"A house without books is like a room without windows." -Horace Mann

Thursday, April 14, 2011

Litterbug

by Tony Morphett

Science Fiction is a tough genre for me.  Some of it I really like, such as Ender's Game, I Robot, most everything by Ray Bradbury.  But there's a lot that too bizarre, too disturbing, or just too badly written to get into.  As many Sci-Fi readers might know, many of the really good works in this genre are in short-story form.  Not sure why, but that's what I've found.

One such short story is a family favorite called "Litterbug" by Tony Morphett.  Its about a guy named Rafferty who invents a garbage disposal that apparently vaporizes whatever you put in it.  However, he soon learns that things aren't getting vaporized, so much as transported elsewhere.  When his garbage starts coming back through the machine, he discovers that it is actually being sent to another planet.  From there, it becomes a decision of what kind of relationship to have with his new "friend" on the other side. 

It sounds odd, but this story is actually quite funny.  I can't even think of one other sci-fi story or book that could be considered funny, but this one is.  That's why it is so memorable to me.  I love that "Litterbug" is also a hopefully story, unlike many other sci-fi narratives which often involve being taken over by machines, aliens, each other, or just our own stupidity. 

The trouble with my post, however, is you may have difficulty locating this story.  Our family came across it many years ago in a collection simply titled "Science Fiction" (edited by Sylvia Z. Brodkin) and I believe it is acutally an old, out-of-print textbook.  It is worth trying to find however if you do like sci-fi, as it includes many other wonderful stories including more famous ones like "A Sound of Thunder" by Ray Bradbury.  Other family favorites include "And He Built a Crooked House" by Robert Heinlein, and "The Winner" by Donald E. Westlake.  I did find some copies of this collection on Amazon, but only as used copies from various sellers, and a good copy will cost a fair amount.  I assume you may be able to find the story within other sci-fi collections, and it will certainly be worth the search.

Sunday, April 3, 2011

Under Fishbone Clouds

by Sam Meekings

Another heavy read, but definitely worth the effort.  This book opened up much more Chinese history than I had ever before known, and yet I know it only just scratched the surface of a very complex society.  As heavy as all this sounds, the novel is actually all about love, the kind of love that grows between a couple, the kind of love that will last through life, death, and sacrifice.

I love that the novel's narrator is not one of the characters of the story, but is actually the Chinese Kitchen God, challenged by the Jade Emperor to figure out the workings of the human heart.  He follows the lives of two people as they learn to love each other, all while surviving extreme political and cultural upheaval.  I love the voice of the Kitchen God, who knows all, but is also down-to-earth and has an intriguing attachment to the two mortals. 

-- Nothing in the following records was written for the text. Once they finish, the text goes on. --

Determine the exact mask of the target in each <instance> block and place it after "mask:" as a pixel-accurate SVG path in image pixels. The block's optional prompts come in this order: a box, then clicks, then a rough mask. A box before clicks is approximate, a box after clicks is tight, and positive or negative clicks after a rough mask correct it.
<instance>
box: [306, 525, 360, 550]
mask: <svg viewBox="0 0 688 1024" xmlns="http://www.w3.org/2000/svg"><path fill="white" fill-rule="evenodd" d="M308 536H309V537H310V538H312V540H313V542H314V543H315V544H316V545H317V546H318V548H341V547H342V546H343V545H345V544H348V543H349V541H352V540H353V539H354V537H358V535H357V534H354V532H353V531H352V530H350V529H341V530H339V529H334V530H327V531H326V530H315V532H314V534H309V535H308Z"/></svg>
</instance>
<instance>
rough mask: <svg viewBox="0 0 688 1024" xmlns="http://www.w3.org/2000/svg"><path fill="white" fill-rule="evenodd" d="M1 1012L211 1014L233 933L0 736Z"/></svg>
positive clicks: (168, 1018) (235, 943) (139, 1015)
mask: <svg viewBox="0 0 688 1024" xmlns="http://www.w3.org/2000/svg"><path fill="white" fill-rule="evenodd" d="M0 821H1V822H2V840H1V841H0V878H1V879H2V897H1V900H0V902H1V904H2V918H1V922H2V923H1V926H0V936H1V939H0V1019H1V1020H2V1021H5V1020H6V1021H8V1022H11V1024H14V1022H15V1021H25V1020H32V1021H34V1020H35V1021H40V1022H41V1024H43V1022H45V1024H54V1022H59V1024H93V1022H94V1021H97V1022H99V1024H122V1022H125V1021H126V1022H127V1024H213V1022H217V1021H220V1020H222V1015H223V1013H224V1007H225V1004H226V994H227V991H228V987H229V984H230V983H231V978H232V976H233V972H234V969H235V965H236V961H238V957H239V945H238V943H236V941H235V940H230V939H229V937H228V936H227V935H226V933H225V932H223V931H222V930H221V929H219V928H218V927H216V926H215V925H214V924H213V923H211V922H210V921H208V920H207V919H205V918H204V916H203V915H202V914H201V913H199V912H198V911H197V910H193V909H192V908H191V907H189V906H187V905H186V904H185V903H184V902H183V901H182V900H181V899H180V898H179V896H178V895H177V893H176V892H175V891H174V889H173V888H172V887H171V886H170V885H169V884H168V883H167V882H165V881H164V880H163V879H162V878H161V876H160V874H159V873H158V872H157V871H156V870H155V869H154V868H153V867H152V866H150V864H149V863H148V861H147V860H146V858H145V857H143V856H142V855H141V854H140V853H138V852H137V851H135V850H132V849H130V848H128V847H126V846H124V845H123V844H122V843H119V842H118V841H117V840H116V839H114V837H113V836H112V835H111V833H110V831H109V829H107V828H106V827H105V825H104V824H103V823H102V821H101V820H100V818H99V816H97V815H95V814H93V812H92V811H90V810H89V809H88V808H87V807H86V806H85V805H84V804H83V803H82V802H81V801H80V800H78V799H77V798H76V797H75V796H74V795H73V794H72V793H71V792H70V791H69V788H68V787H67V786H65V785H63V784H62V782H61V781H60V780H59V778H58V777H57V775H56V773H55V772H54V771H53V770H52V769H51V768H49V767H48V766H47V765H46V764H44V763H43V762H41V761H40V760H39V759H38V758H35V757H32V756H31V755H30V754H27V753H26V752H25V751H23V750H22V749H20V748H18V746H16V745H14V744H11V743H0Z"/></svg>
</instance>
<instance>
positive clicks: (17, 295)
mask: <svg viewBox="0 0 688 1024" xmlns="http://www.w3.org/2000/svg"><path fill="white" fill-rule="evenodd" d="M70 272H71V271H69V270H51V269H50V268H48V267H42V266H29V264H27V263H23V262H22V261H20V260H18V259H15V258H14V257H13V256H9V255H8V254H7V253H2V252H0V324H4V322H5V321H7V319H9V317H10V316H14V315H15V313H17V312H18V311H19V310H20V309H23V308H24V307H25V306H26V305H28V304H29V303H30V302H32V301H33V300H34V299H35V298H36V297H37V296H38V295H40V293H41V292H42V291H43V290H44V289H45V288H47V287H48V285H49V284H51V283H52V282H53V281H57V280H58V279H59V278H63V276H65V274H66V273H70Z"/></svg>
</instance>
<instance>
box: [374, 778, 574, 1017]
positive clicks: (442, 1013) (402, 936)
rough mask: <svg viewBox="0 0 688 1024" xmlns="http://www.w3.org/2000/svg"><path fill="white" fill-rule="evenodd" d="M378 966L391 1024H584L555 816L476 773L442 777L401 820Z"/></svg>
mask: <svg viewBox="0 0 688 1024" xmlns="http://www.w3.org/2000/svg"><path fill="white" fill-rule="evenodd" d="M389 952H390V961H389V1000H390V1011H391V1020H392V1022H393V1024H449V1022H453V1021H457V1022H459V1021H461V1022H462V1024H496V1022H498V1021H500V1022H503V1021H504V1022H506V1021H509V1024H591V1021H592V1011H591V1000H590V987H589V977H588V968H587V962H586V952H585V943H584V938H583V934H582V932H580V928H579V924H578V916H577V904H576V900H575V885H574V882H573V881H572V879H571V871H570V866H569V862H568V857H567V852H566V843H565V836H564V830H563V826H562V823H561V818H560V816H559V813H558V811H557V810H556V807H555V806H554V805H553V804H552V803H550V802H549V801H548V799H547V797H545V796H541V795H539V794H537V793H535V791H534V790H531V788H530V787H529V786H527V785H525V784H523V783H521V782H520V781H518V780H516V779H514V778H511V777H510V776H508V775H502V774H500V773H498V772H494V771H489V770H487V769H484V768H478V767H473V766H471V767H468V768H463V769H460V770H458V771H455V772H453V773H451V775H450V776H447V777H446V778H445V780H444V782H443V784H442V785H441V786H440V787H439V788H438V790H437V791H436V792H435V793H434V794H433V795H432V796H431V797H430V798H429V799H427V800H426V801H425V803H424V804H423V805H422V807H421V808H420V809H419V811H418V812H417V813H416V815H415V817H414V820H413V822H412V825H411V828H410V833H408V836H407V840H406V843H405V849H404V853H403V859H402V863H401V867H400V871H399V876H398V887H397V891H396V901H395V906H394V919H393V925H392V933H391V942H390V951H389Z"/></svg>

I also loved the poetic language that Meekings writes with.  I would sometimes drift off just reading the beautiful language and descriptions, then realize I wasn't quite processing what it was saying about the story.  But I always went back because the story really drew me in.  The beginning hooked me quickly, but I'll admit there was a short time in the early parts of the book it did slow a little more than I like in a narrative, but once it got into more of the political happenings, then I was caught once again in the story and it just got better and better.

Again, not an easy book to read.  It follows this husband and wife as they become swept up in the political changes of China before, through, and after the "Cultural Revolution."  I'd heard this term many times before but was honestly lacking in any knowledge at all about what that meant, other than it had something to do with socialism.  Well, this book solved that problem for me, at least a little.  I know now that the Cultural Revolution was about the working class rising up against the bourgeoisie and the beginnings of socialism.  That seems a simple enough explanation until you finish the book and have learned about the thousands that disappeared when they were sent to do forced labor in the countryside, thousands that died from straight out starvation, thousands that died from brutal beatings received from youth gangs.  That only mentions the human suffering, and added to that is the rejection and destruction of thousands of years of culture, books, science, learning, art, and creativity, all for the good of the "people".

And yet, despite all this horror, the Kitchen God does learn that the human heart can continue to love through all that, though the love changes into something more.  He has profound thoughts about what a marriage really is, and why people keep holding on to each other.

This booked helped me understand a little bit more about why China is what it is today.  I do not, in anyway, assume that I have anywhere near a full grasp of the culture and people, but this one small part of their history (which is long and varied) helped me better understand how they view themselves and the rest of the world, how socialism and the Cultural Revolution changed them forever.  This book made me want to learn more of Chinese history, because it made me realize that this story is but one small ripple in a huge ocean of history about a people that, to most of us here in America, we really know very little about and often judge without any idea of what made them the people they are today.